All children experience anxiety. Anxiety in children is expected and normal at specific times in development. For example, from approximately age 7 months through the preschool years, healthy youngsters may show intense distress (anxiety) at times of separation from their parents or other persons with whom they are close. Young children may have short-lived fears, (such as fear of the dark, storms, animals or strangers). However, when anxieties become severe and begin to interfere with the daily activities of childhood, such as separating from parents, attending school and making friends, parents should consider seeking counselling help. A child or adolescent with severe separation anxiety may show some of the following:
- constant thoughts and fears about safety of self and parents
- refusing to go to school
- frequent stomach aches and other physical complaints
- extreme worries about sleeping away from home
- overly clingy behaviour at home
- panic or tantrums at times of separation from parents
Some anxious children are afraid to meet or talk to new people. Children with this difficulty may have few friends outside the family. Other children with severe anxiety may have:
- many worries about things before they happen
- constant worries or concern about school, friends or sports
Anxious children are often overly tense or uptight. Some may seek a lot of reassurance, and their worries may interfere with activities.

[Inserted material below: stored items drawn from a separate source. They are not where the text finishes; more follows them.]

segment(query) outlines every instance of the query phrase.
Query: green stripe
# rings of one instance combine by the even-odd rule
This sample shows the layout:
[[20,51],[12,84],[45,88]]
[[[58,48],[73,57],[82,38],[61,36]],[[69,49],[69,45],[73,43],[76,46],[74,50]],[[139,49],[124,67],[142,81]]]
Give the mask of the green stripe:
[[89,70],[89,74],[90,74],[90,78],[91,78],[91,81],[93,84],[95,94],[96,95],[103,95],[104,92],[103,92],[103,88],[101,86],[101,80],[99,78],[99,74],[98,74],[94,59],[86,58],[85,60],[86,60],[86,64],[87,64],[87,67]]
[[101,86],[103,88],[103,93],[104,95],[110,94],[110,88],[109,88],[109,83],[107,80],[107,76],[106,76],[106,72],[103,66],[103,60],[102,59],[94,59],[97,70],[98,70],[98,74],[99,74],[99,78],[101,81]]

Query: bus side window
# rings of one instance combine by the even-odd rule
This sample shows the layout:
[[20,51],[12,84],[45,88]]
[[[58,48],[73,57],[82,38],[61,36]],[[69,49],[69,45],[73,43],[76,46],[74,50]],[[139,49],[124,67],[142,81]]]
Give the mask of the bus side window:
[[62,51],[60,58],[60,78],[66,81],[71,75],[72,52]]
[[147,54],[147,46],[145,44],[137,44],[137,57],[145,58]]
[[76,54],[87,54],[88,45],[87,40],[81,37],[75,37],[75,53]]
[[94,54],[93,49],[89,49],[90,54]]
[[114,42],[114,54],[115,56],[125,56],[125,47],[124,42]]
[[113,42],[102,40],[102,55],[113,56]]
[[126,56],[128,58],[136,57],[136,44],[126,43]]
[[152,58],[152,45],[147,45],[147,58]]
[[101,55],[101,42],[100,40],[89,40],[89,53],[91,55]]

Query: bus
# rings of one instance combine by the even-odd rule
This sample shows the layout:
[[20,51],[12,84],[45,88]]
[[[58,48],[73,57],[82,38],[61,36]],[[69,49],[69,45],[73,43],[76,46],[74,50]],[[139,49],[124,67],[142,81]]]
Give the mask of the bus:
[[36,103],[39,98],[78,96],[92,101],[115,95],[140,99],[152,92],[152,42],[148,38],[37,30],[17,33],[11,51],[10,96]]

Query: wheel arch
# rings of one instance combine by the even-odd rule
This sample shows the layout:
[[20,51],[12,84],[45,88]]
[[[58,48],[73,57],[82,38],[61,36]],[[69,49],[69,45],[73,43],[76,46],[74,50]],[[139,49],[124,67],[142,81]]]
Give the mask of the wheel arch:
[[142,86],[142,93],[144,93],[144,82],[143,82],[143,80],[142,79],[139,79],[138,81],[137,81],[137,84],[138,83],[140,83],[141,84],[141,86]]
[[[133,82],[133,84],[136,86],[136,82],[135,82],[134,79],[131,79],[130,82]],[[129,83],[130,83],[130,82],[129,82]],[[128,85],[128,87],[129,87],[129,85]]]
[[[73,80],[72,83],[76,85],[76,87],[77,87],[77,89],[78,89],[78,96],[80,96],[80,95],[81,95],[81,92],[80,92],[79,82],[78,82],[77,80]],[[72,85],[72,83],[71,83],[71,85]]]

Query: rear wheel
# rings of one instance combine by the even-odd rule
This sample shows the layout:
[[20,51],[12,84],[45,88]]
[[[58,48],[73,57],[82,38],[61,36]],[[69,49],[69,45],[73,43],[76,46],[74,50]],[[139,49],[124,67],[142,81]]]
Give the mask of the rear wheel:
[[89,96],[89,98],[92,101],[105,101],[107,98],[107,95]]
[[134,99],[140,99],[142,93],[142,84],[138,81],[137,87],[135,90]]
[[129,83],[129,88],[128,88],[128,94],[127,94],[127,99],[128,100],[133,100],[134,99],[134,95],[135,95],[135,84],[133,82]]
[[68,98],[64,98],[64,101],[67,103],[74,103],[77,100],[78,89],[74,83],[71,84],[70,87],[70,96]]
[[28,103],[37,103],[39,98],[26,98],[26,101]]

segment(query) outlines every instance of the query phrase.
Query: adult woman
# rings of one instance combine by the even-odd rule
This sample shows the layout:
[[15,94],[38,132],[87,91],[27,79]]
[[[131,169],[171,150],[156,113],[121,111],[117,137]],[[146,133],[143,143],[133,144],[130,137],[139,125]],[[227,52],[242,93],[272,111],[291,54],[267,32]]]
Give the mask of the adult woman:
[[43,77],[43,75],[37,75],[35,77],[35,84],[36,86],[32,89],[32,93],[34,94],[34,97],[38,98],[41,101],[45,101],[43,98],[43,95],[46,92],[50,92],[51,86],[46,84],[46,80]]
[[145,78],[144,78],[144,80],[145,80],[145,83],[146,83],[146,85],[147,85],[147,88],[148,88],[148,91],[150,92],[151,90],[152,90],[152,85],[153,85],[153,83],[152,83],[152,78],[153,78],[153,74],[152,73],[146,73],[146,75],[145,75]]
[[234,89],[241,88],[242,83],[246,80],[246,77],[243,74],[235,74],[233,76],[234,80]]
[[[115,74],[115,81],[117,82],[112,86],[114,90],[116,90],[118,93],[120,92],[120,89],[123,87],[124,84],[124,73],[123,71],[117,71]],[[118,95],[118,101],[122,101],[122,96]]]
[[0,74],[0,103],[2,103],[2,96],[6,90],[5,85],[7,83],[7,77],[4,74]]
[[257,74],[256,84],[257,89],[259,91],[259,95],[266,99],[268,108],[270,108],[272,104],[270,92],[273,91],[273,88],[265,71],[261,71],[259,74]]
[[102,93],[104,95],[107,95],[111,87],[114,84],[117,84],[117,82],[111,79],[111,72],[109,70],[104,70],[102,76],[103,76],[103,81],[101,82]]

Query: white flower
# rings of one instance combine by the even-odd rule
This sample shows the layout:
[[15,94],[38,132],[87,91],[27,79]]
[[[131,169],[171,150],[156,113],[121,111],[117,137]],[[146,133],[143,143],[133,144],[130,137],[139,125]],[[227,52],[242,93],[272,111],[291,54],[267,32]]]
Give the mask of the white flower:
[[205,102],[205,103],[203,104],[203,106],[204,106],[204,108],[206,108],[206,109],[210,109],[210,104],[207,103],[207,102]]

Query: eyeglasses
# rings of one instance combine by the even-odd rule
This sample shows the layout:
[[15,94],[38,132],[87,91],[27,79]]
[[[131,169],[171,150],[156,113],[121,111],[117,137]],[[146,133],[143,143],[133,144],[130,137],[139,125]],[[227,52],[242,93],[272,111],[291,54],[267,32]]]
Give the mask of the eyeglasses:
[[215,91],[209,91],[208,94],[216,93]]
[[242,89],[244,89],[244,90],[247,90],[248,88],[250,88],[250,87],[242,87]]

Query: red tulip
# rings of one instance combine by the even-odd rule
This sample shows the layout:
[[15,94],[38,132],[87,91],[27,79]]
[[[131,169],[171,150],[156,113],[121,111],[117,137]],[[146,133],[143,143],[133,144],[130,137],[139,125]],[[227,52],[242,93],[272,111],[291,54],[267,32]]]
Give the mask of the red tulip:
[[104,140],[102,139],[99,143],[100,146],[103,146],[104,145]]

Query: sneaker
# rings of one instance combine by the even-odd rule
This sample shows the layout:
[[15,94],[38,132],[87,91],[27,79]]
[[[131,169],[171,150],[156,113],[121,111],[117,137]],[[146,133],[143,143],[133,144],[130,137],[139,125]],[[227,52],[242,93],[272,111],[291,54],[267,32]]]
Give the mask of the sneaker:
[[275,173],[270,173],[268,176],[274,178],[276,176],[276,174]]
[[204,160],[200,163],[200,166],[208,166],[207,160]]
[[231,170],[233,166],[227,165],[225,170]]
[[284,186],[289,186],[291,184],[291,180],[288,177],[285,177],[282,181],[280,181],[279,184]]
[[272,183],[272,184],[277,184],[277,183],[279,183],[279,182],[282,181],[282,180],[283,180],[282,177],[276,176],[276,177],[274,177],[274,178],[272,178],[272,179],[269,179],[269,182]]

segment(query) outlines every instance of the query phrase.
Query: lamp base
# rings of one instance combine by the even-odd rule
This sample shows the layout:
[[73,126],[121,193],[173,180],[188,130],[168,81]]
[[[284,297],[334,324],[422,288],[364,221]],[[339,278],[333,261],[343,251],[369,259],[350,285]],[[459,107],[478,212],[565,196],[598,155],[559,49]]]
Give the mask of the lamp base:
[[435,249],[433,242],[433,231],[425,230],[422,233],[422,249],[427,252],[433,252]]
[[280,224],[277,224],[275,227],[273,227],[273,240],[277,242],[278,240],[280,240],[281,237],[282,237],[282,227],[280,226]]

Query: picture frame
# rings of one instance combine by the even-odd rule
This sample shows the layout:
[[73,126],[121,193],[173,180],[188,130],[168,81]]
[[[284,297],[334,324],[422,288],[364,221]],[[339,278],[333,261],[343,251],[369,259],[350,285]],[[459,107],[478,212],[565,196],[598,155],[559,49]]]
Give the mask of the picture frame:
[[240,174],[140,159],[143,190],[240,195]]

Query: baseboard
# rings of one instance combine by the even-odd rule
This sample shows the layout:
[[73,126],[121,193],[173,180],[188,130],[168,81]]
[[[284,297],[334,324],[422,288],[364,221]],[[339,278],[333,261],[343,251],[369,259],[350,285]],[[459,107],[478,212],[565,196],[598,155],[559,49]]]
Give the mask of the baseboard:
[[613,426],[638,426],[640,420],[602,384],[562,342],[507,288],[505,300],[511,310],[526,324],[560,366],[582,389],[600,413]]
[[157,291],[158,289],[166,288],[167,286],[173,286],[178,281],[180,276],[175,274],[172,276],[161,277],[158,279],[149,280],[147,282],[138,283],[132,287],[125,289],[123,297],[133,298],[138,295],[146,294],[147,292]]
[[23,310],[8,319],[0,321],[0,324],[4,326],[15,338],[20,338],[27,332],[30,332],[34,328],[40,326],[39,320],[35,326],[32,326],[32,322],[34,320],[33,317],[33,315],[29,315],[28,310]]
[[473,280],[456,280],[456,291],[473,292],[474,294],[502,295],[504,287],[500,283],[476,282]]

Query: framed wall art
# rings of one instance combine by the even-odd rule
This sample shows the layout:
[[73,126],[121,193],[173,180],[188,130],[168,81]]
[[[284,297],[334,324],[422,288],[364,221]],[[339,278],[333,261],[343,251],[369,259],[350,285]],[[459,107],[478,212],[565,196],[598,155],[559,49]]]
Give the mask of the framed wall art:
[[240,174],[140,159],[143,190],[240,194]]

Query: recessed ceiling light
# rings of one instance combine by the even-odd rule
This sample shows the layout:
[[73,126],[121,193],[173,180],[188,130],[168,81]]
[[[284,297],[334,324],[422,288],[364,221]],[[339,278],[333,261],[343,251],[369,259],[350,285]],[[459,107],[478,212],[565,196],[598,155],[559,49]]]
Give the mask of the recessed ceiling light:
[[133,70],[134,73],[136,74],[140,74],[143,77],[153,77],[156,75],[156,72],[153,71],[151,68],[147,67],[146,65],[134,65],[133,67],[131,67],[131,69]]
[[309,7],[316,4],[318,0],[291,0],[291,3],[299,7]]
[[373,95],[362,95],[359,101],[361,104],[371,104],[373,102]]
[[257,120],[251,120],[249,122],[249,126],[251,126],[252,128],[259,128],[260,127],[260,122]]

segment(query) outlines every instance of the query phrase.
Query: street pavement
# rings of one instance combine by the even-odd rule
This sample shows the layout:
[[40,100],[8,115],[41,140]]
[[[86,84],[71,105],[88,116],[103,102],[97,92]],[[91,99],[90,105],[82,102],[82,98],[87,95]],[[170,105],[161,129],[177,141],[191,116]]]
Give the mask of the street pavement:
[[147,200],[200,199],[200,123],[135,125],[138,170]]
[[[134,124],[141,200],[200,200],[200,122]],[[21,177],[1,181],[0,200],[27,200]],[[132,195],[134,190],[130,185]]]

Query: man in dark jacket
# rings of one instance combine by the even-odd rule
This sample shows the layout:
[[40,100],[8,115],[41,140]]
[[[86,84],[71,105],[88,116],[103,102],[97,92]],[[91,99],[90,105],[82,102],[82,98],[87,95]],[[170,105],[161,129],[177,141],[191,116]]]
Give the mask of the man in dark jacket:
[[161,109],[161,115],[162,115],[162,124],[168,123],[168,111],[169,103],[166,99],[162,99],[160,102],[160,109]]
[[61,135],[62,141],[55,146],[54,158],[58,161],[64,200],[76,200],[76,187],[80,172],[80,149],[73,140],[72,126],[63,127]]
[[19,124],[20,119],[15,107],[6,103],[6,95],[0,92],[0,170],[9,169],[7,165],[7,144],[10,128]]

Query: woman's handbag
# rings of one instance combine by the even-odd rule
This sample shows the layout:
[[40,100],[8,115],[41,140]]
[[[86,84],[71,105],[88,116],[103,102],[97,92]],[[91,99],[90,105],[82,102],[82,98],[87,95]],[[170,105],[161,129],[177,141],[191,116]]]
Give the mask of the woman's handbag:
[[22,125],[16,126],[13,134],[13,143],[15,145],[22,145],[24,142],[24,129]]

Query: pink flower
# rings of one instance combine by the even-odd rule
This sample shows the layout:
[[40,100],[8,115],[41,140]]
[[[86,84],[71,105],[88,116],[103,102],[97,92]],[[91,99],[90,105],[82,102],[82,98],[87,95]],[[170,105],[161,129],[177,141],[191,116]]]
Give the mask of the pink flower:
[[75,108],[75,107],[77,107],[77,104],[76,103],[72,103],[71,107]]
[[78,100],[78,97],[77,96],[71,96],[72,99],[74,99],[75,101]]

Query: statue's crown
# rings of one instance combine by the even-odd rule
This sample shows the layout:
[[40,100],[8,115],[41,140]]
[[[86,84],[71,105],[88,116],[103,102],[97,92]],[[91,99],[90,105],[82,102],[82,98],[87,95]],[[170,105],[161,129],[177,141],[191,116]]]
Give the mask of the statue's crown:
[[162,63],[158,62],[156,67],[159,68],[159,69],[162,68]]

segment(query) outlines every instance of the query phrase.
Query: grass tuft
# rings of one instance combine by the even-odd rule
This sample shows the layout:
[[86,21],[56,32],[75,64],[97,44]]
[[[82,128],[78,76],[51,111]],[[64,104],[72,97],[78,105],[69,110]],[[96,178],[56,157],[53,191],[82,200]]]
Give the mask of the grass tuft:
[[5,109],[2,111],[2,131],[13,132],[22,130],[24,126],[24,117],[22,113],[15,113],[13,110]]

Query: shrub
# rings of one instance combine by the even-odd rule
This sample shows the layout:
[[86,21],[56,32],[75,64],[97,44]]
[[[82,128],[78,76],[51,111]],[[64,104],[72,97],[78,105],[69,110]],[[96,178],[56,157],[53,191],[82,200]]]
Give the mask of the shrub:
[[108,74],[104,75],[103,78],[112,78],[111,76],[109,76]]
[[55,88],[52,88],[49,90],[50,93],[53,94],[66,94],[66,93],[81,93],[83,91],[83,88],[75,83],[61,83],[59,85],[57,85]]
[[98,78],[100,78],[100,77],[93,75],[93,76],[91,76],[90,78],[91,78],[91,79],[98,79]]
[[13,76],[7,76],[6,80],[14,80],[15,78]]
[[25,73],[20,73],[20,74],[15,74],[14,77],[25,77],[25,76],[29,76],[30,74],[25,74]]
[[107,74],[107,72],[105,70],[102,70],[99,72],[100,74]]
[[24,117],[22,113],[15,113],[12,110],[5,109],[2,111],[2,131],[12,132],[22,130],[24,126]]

Because anxious children may also be quiet, compliant and eager to please, their difficulties may be missed. Parents should be alert to the signs of severe anxiety so they can intervene early to prevent complications. Early treatment can prevent future difficulties, such as, loss of friendships, failure to reach social and academic potential, and feelings of low self-esteem. Severe anxiety problems in children can be treated. Treatments may include a combination of the following: individual counselling, family therapy, medications, behavioural treatments, and consultation to the school. The School Social Worker can be particularly helpful in these matters.